What is an EndpointSlice, and why did it replace/augment Endpoints?

Detailed Answer

The role both objects play

Both Endpoints and EndpointSlices exist to answer the same question: "which Pod IP:port combinations are currently the healthy backends for this Service?" — this is the data kube-proxy (and other consumers, like a service mesh's control plane) actually watches and reacts to when programming routing rules.
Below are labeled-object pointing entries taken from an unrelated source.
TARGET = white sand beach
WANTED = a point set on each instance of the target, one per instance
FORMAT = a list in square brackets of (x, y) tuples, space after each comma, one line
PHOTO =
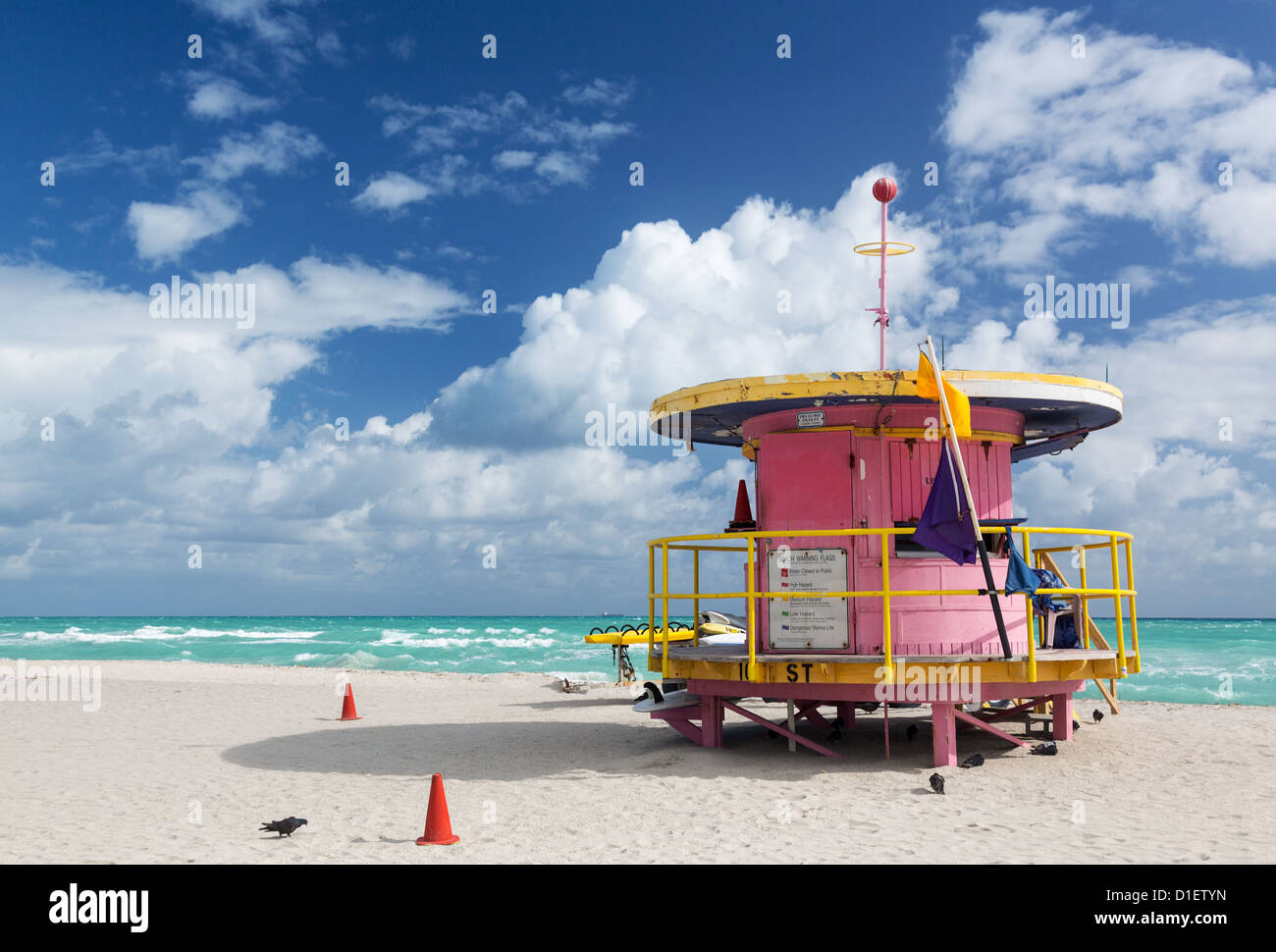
[(184, 761)]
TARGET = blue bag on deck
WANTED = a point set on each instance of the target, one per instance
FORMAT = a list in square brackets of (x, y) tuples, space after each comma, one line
[(1066, 632), (1019, 576)]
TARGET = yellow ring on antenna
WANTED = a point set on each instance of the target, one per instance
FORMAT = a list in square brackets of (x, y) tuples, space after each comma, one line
[(892, 247)]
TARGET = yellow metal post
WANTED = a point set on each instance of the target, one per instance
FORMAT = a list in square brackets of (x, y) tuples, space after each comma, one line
[(651, 599), (752, 670), (664, 630), (1134, 615), (696, 605), (1121, 636)]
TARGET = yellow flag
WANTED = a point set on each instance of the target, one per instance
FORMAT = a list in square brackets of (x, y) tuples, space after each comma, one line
[(957, 402)]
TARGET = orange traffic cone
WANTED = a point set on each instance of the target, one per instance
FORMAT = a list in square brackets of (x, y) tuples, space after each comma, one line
[(347, 705), (438, 825), (743, 513)]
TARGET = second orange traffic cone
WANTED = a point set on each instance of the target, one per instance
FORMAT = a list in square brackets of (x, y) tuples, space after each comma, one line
[(743, 514), (438, 824), (347, 705)]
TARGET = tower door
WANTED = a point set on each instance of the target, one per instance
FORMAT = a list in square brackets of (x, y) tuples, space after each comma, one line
[(804, 483)]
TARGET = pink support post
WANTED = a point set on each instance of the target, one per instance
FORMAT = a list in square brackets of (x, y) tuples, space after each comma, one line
[(1062, 716), (885, 726), (944, 730)]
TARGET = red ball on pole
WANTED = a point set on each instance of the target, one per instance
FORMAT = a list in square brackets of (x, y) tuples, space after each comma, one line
[(884, 190)]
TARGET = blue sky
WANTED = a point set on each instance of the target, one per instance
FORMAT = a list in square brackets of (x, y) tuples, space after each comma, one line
[(511, 174)]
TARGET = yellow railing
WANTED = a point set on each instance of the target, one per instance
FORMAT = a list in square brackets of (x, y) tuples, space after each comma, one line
[(696, 544)]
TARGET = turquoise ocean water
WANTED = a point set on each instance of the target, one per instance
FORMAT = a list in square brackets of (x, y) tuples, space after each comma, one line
[(1185, 660)]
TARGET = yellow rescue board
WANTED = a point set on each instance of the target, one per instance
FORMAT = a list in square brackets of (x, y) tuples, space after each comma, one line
[(683, 634)]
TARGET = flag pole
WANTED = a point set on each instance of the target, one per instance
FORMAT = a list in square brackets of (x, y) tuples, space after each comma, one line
[(961, 470)]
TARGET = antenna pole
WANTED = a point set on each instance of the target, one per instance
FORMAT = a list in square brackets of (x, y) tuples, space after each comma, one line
[(883, 190), (883, 317)]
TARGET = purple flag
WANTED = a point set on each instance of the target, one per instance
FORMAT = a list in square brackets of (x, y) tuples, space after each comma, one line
[(945, 523)]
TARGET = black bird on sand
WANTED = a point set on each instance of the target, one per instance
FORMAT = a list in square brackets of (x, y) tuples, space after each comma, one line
[(284, 827), (652, 692)]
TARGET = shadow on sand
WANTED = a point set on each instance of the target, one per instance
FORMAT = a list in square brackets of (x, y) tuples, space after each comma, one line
[(556, 748)]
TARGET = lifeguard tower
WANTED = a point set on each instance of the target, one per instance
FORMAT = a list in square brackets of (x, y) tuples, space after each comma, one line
[(840, 608)]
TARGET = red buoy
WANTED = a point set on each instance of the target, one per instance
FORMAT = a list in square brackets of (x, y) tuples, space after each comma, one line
[(884, 189), (743, 513)]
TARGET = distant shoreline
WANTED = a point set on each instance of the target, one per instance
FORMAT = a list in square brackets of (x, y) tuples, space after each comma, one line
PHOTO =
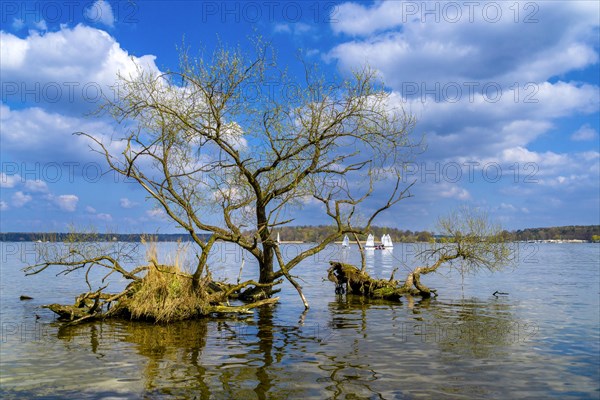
[(311, 234)]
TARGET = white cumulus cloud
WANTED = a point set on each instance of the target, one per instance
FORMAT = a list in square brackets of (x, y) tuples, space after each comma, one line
[(67, 202), (19, 199)]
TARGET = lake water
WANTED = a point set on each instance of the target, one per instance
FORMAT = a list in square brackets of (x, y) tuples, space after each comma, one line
[(542, 340)]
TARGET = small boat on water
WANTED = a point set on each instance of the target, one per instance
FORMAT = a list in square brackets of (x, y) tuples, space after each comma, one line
[(370, 242), (346, 242), (386, 241)]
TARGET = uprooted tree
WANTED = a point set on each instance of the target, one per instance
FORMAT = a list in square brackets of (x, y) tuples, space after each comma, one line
[(469, 242), (230, 144)]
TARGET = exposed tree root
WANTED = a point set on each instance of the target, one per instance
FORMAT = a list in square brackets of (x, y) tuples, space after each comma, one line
[(164, 296), (354, 281)]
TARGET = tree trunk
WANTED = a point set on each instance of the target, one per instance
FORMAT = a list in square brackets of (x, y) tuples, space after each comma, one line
[(266, 265)]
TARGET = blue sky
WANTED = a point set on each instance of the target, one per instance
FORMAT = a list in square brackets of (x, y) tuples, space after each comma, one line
[(506, 95)]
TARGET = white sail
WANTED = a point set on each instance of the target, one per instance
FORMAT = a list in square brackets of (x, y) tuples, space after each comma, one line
[(370, 242), (387, 241), (346, 241)]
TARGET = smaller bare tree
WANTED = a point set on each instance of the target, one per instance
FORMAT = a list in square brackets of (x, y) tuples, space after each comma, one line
[(469, 241)]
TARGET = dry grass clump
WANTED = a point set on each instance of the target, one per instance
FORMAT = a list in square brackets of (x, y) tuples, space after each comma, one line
[(166, 293)]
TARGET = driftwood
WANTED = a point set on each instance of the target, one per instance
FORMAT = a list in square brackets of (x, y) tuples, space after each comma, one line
[(210, 298), (352, 280)]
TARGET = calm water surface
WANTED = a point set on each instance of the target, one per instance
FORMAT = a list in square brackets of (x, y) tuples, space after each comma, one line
[(540, 341)]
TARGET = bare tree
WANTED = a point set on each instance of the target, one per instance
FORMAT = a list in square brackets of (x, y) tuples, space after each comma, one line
[(470, 242), (231, 144)]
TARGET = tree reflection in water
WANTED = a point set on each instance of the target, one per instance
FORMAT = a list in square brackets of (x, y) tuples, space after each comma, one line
[(365, 349)]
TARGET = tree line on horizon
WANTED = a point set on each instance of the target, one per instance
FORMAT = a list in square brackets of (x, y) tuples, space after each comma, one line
[(305, 233)]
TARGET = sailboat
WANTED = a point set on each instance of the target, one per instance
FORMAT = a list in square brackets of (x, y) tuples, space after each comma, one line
[(370, 242), (346, 241), (386, 241)]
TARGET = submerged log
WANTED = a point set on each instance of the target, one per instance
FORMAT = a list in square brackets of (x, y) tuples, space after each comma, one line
[(146, 301), (354, 281)]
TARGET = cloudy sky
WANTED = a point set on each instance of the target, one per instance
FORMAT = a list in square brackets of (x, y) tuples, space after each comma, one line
[(506, 95)]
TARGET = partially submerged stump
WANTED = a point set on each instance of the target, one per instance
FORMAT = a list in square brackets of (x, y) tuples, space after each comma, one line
[(354, 281), (163, 295)]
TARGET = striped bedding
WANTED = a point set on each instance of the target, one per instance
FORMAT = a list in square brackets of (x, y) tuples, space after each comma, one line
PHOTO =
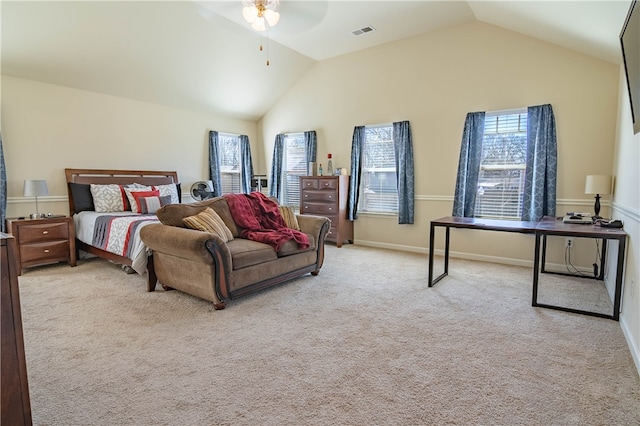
[(117, 233)]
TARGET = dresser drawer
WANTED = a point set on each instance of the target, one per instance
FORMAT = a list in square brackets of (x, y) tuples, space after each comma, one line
[(319, 195), (44, 232), (319, 208), (308, 183), (43, 252)]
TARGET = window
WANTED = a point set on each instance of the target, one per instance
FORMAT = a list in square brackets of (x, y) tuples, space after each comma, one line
[(294, 165), (230, 163), (502, 168), (379, 187)]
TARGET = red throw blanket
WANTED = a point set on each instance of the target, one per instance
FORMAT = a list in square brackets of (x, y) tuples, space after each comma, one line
[(260, 220)]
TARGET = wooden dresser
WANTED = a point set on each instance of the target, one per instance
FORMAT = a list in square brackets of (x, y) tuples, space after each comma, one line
[(327, 196), (14, 390), (42, 241)]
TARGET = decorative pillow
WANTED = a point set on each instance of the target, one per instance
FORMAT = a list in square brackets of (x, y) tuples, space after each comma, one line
[(108, 198), (137, 195), (149, 205), (130, 189), (289, 216), (209, 221), (81, 194), (169, 189)]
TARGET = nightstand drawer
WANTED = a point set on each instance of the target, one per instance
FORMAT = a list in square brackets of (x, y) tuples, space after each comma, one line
[(44, 232), (43, 252)]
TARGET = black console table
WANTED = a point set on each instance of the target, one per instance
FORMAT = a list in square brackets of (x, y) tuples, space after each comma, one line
[(548, 226)]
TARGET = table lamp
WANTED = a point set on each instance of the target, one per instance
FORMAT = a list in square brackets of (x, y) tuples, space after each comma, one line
[(597, 184), (35, 188)]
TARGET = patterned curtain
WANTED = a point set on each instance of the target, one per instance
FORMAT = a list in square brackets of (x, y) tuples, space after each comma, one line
[(3, 189), (311, 145), (357, 143), (246, 169), (464, 200), (542, 163), (403, 147), (276, 168), (214, 163)]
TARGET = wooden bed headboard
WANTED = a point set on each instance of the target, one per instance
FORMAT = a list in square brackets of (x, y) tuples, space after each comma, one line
[(120, 177)]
# The older Endpoints object -- one object per Service, unbounded size
apiVersion: v1
kind: Endpoints
metadata:
  name: web           # matches the Service name
subsets:
  - addresses:
      - ip: 10.1.2.3
      - ip: 10.1.2.4
      # ... every single backing Pod IP, in ONE list, in ONE object
    ports:
      - port: 8080

The scaling problem this caused

For a Service backed by a very large number of Pods (thousands, in large clusters), every single one of those Pod IPs lived inside one Endpoints object. Any single change — one Pod becoming unready, one Pod being replaced during a rollout — required the API server to serialize and transmit the entire updated list (potentially tens of thousands of IP entries) to every component watching that object. This scaled poorly: both the size of each update and the number of components needing to process it grew with cluster size, making large-scale rollouts and node churn noticeably more expensive on the control plane.

EndpointSlices — the same data, sharded into smaller pieces

apiVersion: discovery.k8s.io/v1
kind: EndpointSlice
metadata:
  name: web-abc123        # one of potentially several slices for the "web" Service
  labels:
    kubernetes.io/service-name: web    # links this slice back to its Service
addressType: IPv4
endpoints:
  - addresses: ["10.1.2.3"]
    conditions:
      ready: true
  - addresses: ["10.1.2.4"]
    conditions:
      ready: true
ports:
  - port: 8080

Instead of one unbounded object, a Service's full backend list is split across multiple EndpointSlice objects, each capped at a configurable maximum (100 endpoints by default). When one Pod's readiness changes, only the one slice containing that Pod needs to be updated and redistributed — not the entire backend list for the whole Service — which is a significant, targeted fix for the update-cost-at-scale problem.

Additional improvements EndpointSlices brought along

Beyond sharding, EndpointSlices also natively support dual-stack (IPv4 and IPv6 simultaneously, via separate slices per address type) and carry richer per-endpoint information (like topology hints, used for topology-aware routing that prefers keeping traffic within the same zone/region for latency and cost reasons) that the older Endpoints object's simpler structure didn't accommodate well.

Practical relevance today

Endpoints objects still exist (for backward compatibility with older tooling that reads them directly) and are still automatically kept in sync alongside EndpointSlices for any Service, but EndpointSlices are what modern kube-proxy and other Service-consuming components actually watch and rely on. When debugging Service connectivity at scale, checking kubectl get endpointslices -l kubernetes.io/service-name=<service> (rather than the older kubectl get endpoints) is the more scalable and increasingly the more idiomatic diagnostic path.